Scientific classification
- Kingdom: Animalia
- Phylum: Chordata
- Class: Aves
- Order: Passeriformes
- Family: Thamnophilidae
- Genus: Herpsilochmus
- Species: H. stotzi
- Binomial name: Herpsilochmus stotzi Whitney et al., 2013

= Aripuana antwren =

- Genus: Herpsilochmus
- Species: stotzi
- Authority: Whitney et al., 2013
- Conservation status: LC

Species of bird in Brazil

The Aripuana antwren (Herpsilochmus stotzi) is an insectivorous bird in subfamily Thamnophilinae of family Thamnophilidae, the "typical antbirds". It is endemic to central Amazonian Brazil.

==Taxonomy and systematics==

The Aripuana antwren was first discovered in 1986 and at the time was thought to be a subpopulation of the black-capped antwren (H. atriacapillus). It was recognized as a species and so described in 2013 and recognition by regional and worldwide taxonomic systems followed. Its specific epithet honors the discoverer Douglas Stotz.
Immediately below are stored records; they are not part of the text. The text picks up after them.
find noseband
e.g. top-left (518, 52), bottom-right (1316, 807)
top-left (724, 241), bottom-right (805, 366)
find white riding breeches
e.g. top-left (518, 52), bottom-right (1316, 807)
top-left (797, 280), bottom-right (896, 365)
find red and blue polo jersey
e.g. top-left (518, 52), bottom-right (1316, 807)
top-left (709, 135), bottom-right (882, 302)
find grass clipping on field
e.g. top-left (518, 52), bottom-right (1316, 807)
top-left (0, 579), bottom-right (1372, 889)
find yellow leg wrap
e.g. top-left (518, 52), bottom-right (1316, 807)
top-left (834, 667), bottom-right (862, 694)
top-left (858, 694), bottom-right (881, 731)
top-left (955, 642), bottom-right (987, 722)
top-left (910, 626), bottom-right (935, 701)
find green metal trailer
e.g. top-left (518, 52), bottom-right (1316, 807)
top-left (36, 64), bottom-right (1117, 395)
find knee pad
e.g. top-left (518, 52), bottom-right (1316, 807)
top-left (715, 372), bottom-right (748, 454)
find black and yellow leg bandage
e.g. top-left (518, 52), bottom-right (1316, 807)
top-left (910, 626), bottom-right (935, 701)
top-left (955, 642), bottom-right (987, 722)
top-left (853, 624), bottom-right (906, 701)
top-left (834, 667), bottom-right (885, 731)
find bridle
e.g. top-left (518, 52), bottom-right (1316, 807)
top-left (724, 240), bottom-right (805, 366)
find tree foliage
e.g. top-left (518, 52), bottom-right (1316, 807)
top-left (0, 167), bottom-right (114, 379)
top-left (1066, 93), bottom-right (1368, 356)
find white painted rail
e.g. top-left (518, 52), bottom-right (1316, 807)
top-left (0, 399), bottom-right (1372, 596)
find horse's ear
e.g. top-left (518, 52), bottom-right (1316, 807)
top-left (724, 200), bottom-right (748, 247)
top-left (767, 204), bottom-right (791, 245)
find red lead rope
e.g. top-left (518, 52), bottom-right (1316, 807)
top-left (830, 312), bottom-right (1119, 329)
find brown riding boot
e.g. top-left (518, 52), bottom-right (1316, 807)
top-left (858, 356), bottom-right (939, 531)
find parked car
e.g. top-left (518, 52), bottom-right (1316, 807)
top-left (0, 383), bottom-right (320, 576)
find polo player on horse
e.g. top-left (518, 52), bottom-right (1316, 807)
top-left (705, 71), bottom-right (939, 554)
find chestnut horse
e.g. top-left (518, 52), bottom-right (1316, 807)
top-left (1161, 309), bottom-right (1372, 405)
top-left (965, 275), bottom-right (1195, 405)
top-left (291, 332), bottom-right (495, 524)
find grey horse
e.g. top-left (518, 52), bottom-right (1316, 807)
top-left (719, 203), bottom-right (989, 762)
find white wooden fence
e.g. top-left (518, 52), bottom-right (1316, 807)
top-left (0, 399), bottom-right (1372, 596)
The Aripuana antwren is monotypic.

==Description==

The Aripuana antwren is 11 to 12 cm long and weighs about 11 g. Adult males have a black crown and nape, a long whitish supercilium, and a black streak through the eye. The rest of their upperparts are gray. Their wings are black with white tips on the coverts and white edges on the flight feathers. Their tail is black with large white feather tips and white edges on the outermost. Their throat is pale creamy white and their breast and belly whitish. Adult females have an orangish forehead and a black crown with white streaks. Their upperparts are gray. Their throat is a creamier white than the male's and the rest of their underparts are whiter than the male's.

==Distribution and habitat==

The Aripuana antwren was first described from the area between the rios Aripuanã and Machado (the interfluvium) in Rondônia. It is now known somewhat more widely along the right bank of the Rio Madeira and along the Rio Roosevelt in more of Rondônia, southeastern Amazonas, and northwestern Mato Grosso. It primarily inhabits old-growth campinarana forest on nutrient-poor soil. The trees seldom exceed 20 m in height. It also occurs in tall undisturbed terra firme where it favors areas with Lepidocaryum tenue palms.

==Behavior==
===Movement===

The Aripuana antwren is believed to be a year-round resident throughout its range.

===Feeding===

The Aripuana antwren's diet is known only from the stomach contents of specimens, which were the remains of insects and spiders. It forages singly, in pairs, and in family groups and frequently as a member of a mixed-species feeding flock. It mostly forages in the canopy by gleaning prey from vegetation.

===Breeding===

The Aripuana antwren is believed to nest in July and August but nothing else is known about its breeding biology.

===Vocalization===

The Aripuana antwren's song is a "soft, purring, rolling trill that decelerates strongly throughout". The song is part of the evidence for its treatment as a species, as it lacks distinct notes before the trill that visually similar others of its genus have, and the trill has a different pace from theirs. Its most often heard call is a "tchwee" and it also utters "a very short, sharp 'chew' " singly or in series.

==Status==

The IUCN has assessed the Aripuana antwren as being of Least Concern. It has a smallish range and an unknown population size that is believed to be decreasing. "Much habitat within the range current[ly] remains intact, however the 'Transamazonica' federal highway BR-230 dissects the distribution of the species and is undoubtedly opening up additional areas to deforestation through conversion to agriculture." It is considered fairly common to common. "Although part of the species' range is already nominally protected within the newly gazetted Campos Amazônicos National Park and some of the rest lie within indigenous territories, further protected areas should be declared".